How Rabobank leverages window functions to drastically improve performance

By Freerk Venhuizen, Senior Data Scientist @ Rabobank on Wed, 10 Dec 2025

About Rabobank

Rabobank, one of the leading banks in the Netherlands, processes about 4 billion customer transactions every year. Various complex transaction enrichment engines are in place to enrich these transactions with additional information, such as a category (groceries, energy, insurances, etc) or a periodicity indicator (weekly, monthly, etc).
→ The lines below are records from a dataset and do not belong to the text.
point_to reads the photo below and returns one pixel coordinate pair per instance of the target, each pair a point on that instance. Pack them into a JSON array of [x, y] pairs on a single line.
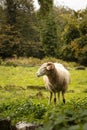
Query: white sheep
[[56, 78]]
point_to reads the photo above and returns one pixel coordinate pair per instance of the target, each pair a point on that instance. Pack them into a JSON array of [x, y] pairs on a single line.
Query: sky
[[73, 4]]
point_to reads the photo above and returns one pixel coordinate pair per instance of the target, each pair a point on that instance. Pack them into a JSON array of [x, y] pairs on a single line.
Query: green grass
[[22, 99]]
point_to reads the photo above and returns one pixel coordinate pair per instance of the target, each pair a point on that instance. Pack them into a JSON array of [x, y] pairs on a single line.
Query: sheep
[[56, 78]]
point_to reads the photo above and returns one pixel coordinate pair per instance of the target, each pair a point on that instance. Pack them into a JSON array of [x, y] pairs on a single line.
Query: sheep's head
[[45, 69]]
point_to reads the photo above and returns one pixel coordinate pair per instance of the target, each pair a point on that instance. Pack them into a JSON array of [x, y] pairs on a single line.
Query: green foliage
[[70, 33], [22, 99], [11, 12], [49, 36], [9, 41], [71, 116], [45, 7], [79, 46]]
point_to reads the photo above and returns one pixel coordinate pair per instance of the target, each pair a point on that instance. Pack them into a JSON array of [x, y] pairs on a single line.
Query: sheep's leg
[[59, 97], [50, 98], [55, 98], [63, 97]]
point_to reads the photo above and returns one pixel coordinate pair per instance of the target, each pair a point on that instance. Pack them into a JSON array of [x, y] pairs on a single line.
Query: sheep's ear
[[50, 66]]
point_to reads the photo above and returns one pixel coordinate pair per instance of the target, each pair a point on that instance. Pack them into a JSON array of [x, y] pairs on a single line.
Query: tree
[[45, 7], [49, 36]]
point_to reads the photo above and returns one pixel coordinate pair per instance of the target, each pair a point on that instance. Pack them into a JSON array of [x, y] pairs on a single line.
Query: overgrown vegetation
[[23, 96], [51, 31]]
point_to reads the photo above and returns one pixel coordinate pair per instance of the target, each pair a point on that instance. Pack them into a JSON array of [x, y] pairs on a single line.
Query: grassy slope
[[15, 92]]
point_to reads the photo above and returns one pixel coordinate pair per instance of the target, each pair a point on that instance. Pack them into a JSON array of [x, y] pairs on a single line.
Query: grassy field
[[23, 97]]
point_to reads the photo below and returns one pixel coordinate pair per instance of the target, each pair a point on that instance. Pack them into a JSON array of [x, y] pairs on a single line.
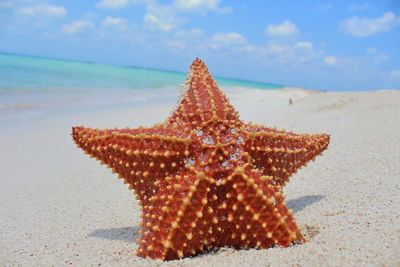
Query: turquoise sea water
[[30, 83]]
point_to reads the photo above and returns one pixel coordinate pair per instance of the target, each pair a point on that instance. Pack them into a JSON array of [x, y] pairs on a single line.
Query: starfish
[[203, 178]]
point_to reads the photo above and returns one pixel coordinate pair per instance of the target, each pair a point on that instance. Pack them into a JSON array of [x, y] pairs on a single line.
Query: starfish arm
[[280, 154], [179, 206], [259, 211], [201, 100], [142, 157]]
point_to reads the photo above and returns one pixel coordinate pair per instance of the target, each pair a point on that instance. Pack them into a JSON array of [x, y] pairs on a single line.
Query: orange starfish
[[203, 177]]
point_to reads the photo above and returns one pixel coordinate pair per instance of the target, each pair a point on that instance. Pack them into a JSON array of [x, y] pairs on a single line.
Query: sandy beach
[[59, 207]]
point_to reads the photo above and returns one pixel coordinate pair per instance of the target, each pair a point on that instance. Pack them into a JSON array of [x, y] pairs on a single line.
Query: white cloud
[[324, 7], [115, 22], [363, 27], [360, 7], [77, 27], [287, 28], [155, 23], [190, 33], [231, 39], [395, 74], [200, 5], [6, 5], [376, 56], [330, 60], [161, 18], [307, 45], [113, 4], [43, 10]]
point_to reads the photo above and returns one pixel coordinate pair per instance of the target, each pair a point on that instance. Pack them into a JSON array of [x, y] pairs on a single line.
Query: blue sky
[[325, 45]]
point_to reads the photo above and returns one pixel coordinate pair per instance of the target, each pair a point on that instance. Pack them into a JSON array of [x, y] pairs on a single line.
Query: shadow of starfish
[[127, 234], [300, 203], [130, 234]]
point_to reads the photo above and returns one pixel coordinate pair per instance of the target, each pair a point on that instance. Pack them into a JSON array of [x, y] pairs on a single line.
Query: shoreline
[[60, 207]]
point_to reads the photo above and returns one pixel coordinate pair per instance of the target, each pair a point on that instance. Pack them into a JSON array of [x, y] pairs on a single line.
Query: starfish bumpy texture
[[204, 178]]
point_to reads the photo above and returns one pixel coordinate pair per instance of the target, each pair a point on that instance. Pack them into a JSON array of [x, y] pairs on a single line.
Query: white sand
[[59, 207]]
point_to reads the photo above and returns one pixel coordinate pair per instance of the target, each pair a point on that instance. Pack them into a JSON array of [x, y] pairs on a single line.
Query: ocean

Many use cases within the bank depend on these enrichments and typically have very demanding requirements when it comes to throughput and latency (subsecond requirements are in place). One of the use cases is the Insights feature in the Rabobank app (see image below). This feature offers customers insights in their past ánd future spending behaviour. Insights provides an overview of their fixed costs and subscriptions (past and future), e.g., their (upcoming) energy bill, rent, streaming services, etc. A fundamental building block supporting Insights is the Periodicity engine.
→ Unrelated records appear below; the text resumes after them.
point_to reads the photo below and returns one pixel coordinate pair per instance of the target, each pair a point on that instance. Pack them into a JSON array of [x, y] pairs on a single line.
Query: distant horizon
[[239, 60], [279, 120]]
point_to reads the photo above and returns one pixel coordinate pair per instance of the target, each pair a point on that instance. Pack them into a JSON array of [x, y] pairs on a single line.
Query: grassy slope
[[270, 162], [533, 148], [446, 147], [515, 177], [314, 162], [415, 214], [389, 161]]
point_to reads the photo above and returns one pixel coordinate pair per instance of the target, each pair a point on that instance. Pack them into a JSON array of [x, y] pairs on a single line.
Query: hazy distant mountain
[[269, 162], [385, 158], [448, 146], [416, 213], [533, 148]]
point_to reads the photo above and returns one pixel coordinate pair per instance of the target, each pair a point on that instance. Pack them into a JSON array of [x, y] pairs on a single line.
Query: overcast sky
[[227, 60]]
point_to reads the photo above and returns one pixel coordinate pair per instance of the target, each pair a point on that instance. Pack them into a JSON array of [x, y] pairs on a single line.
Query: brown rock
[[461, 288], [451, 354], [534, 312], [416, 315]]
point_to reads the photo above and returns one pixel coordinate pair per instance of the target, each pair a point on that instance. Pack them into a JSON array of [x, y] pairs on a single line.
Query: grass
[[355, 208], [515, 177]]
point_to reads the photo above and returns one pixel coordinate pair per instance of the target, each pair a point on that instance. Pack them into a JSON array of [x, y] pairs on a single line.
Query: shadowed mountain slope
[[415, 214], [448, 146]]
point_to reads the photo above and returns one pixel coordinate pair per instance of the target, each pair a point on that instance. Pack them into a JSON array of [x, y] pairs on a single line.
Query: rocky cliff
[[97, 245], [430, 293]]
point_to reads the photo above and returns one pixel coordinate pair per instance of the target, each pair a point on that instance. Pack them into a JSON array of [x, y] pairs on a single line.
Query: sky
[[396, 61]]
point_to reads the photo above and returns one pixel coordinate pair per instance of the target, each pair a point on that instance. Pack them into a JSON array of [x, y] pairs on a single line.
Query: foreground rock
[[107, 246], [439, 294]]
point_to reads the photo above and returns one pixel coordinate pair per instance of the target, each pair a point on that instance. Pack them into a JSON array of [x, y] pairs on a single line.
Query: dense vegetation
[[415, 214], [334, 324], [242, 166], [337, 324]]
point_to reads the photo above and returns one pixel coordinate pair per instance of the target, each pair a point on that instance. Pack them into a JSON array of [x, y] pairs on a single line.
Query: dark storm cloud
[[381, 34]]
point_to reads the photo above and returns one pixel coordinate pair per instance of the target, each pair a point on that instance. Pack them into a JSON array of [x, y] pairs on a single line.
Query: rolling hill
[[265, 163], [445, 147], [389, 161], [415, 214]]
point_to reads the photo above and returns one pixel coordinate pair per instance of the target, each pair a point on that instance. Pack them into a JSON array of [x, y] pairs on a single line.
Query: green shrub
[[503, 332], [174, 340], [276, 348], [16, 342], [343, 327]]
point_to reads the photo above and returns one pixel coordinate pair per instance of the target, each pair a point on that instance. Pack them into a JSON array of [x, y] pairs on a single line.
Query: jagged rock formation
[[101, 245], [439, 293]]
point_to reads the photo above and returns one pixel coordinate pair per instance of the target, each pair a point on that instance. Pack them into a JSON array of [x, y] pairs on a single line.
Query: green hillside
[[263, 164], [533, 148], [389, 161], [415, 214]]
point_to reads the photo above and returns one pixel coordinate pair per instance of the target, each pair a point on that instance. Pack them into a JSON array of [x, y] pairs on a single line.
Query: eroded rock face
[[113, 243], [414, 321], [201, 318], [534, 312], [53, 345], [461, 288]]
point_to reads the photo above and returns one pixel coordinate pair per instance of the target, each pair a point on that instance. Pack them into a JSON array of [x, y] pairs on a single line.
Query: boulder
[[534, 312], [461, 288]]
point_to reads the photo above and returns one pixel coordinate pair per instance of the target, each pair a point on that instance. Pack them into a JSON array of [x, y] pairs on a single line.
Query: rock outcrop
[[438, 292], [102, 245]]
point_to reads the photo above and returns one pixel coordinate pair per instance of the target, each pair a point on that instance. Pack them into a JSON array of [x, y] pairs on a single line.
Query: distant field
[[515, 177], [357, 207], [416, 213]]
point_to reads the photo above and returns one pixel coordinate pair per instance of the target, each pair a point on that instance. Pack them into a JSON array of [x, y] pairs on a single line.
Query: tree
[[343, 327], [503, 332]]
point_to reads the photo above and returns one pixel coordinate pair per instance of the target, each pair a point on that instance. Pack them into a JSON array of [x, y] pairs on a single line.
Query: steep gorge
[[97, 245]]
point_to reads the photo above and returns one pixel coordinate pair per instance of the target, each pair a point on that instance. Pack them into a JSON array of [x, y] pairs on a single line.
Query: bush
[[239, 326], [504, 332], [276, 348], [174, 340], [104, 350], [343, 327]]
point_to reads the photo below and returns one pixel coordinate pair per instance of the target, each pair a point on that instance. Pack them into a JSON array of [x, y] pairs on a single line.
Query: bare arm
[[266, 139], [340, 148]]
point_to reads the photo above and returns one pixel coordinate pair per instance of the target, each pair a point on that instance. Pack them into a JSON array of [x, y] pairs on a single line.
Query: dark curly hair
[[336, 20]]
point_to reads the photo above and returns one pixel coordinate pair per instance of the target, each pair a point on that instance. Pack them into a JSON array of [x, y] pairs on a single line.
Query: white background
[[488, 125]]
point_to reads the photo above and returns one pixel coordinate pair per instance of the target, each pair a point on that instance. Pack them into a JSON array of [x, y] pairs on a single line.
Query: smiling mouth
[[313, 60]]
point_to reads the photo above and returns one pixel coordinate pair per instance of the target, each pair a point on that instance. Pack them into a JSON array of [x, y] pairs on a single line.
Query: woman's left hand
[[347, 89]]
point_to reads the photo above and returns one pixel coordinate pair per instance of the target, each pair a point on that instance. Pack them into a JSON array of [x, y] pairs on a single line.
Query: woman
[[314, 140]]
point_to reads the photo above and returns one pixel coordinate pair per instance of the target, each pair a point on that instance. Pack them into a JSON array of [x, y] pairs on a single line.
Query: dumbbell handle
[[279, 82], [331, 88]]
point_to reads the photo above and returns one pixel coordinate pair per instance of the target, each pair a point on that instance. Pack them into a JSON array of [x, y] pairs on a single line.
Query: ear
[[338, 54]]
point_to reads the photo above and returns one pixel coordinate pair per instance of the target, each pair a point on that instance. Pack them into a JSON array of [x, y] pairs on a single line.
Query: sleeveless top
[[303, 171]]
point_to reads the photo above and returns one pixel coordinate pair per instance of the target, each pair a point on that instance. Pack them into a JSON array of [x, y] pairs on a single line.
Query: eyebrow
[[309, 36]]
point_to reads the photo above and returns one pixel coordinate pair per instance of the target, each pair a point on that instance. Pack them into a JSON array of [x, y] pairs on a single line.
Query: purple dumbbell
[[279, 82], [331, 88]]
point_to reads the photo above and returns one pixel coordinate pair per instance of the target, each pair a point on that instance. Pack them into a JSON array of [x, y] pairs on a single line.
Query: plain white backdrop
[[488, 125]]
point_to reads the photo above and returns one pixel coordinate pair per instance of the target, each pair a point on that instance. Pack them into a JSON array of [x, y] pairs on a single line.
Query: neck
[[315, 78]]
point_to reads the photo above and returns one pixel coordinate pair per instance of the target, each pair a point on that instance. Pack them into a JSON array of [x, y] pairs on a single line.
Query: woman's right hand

Future timeline, powered by Periodicity

Detecting periodic transaction patterns

An especially demanding task is the (near realtime) detection of periodic patterns in payment transactions (weekly, monthly, etc). The main reason for this is that you need the complete historical sequence of transactions to establish the presence of 1 or more periodic patterns hidden among non-periodic outliers. This means that the amount of data processed daily is about 10-100 times more than the actual daily transactions.
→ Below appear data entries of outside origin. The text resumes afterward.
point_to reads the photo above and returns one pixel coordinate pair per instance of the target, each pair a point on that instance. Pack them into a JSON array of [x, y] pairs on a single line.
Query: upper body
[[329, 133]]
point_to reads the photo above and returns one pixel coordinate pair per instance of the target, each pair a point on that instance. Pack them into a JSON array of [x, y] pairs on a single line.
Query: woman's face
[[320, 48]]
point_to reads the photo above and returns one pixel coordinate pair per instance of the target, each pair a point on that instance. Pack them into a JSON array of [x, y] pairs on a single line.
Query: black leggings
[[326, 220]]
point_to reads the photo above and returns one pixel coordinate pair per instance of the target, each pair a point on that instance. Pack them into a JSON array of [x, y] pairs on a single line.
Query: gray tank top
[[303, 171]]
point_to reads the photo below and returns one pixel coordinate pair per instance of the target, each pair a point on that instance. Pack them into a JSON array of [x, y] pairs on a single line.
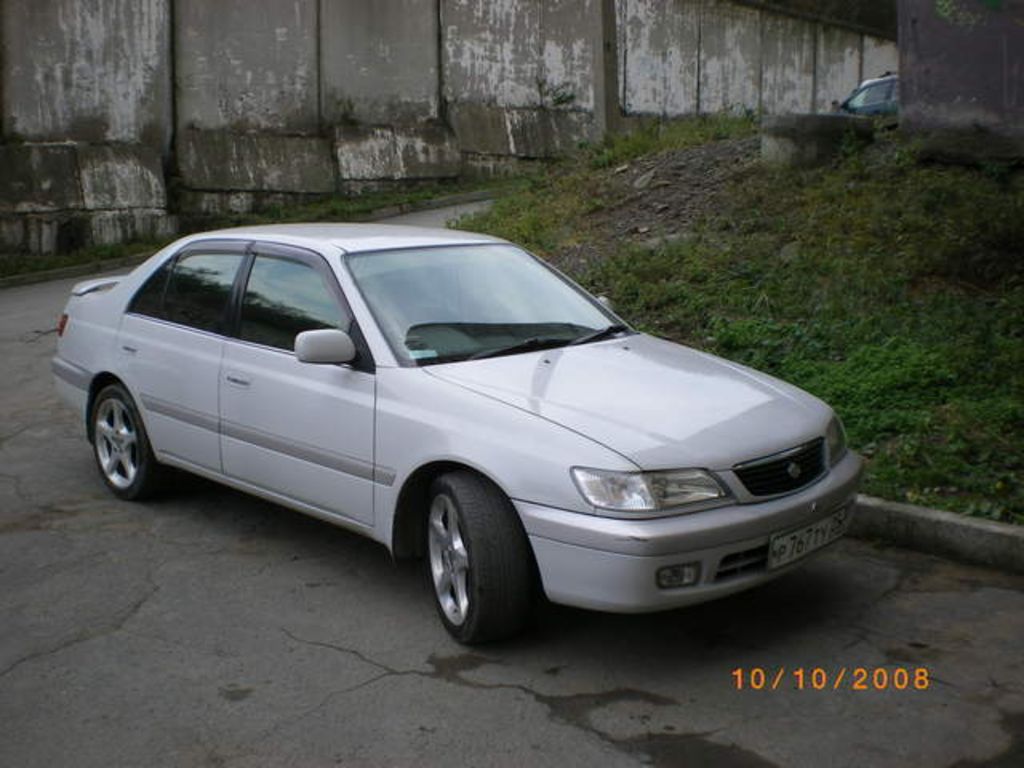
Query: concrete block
[[380, 153], [231, 162], [838, 66], [522, 53], [492, 51], [787, 65], [804, 140], [121, 177], [379, 61], [944, 534], [534, 132], [880, 56], [39, 177], [571, 38], [108, 227], [957, 105], [730, 51], [659, 56], [246, 68], [41, 232], [87, 72]]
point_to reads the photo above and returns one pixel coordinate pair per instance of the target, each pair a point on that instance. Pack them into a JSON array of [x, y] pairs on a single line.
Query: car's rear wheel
[[478, 559], [121, 445]]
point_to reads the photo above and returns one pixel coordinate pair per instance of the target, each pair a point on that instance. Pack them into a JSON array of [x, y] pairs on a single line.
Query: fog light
[[672, 577]]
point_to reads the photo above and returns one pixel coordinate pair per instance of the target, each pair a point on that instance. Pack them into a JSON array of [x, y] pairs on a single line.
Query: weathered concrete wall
[[659, 55], [86, 104], [969, 112], [286, 99], [730, 57], [880, 56], [86, 72], [787, 65], [839, 66], [244, 67], [522, 77], [686, 56], [379, 61]]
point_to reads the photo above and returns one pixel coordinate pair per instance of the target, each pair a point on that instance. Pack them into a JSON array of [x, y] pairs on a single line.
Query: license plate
[[790, 546]]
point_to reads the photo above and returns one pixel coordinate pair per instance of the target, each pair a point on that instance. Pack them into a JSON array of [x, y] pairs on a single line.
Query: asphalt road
[[211, 629]]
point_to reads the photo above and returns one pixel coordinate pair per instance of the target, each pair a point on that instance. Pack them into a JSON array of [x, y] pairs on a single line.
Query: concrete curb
[[80, 270], [969, 540]]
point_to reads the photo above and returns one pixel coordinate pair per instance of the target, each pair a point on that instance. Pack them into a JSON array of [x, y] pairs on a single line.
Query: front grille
[[783, 472], [737, 563]]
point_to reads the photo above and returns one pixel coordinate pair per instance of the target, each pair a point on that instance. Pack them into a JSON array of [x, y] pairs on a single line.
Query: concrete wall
[[86, 104], [88, 72], [247, 102], [244, 69], [522, 77], [681, 57], [968, 112], [380, 62]]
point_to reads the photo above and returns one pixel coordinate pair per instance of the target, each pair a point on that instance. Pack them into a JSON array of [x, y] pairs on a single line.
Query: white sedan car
[[456, 398]]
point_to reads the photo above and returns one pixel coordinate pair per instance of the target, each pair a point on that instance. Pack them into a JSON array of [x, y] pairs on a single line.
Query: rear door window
[[193, 290], [285, 297]]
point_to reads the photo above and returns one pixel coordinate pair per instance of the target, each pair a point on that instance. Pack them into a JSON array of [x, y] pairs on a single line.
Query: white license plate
[[792, 545]]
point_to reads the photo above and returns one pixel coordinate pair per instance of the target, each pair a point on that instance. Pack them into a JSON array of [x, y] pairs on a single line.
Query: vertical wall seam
[[698, 94], [321, 95], [761, 61], [171, 151], [442, 115], [815, 30]]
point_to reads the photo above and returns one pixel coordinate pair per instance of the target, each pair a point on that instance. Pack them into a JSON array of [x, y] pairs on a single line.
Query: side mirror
[[325, 347]]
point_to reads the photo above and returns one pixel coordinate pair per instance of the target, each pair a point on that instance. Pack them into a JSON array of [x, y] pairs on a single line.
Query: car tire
[[478, 559], [121, 445]]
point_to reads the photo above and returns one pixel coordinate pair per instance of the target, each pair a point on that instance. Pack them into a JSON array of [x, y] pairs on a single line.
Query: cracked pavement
[[211, 629]]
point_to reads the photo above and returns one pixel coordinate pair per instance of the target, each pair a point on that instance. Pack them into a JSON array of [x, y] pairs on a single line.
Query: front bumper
[[611, 564]]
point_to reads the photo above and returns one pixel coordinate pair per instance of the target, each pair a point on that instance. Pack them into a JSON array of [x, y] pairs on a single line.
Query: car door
[[170, 343], [300, 430]]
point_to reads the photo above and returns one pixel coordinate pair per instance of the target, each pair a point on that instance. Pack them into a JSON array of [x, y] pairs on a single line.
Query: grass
[[890, 288]]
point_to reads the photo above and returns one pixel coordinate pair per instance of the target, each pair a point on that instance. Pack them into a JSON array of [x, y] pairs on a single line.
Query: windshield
[[457, 302]]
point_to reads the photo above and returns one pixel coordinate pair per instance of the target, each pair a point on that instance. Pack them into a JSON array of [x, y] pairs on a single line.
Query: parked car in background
[[879, 96], [455, 398]]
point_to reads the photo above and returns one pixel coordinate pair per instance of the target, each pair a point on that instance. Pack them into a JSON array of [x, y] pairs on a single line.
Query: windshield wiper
[[604, 333], [526, 345]]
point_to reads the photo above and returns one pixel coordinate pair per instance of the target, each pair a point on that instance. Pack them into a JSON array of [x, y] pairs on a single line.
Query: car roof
[[350, 238]]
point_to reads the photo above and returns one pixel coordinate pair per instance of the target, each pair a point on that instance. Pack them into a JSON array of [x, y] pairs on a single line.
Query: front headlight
[[645, 492], [836, 440]]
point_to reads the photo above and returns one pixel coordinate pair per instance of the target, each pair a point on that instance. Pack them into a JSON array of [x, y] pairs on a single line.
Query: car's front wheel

Let’s have a look at an example: In the table below you see 5 transactions from my account to Nintendo. Three of these transactions are actually the monthly membership fee, while the 2 others are for purchasing a new game. An approach to detect periodic patterns could be to find out which transactions belong together, and then assign a periodicity to each subgroup. In this case it would be a monthly sequence consisting of the 3 membership fee transactions, and a non-periodic sequence consisting of the 2 individual game purchases.

Date	account	counterparty	amount
27-01-2025	my account	Nintendo	3,99
03-02-2025	my account	Nintendo	50,00
27-02-2025	my account	Nintendo	3,99
13-03-2025	my account	Nintendo	59,99
27-03-2025	my account	Nintendo	3,99

This example can be extended to all customers and all counterparties, easily adding up to millions of small transaction groups. To meet performance requirements, and to keep computation time and cost at bay, we realized we needed to expand our horizons. We had to look beyond the mixture of pure Python and pandas we typically use within the bank. Luckily, during Christmas last year we read some blogs about a new DataFrame library that promised blazingly fast performance: Polars.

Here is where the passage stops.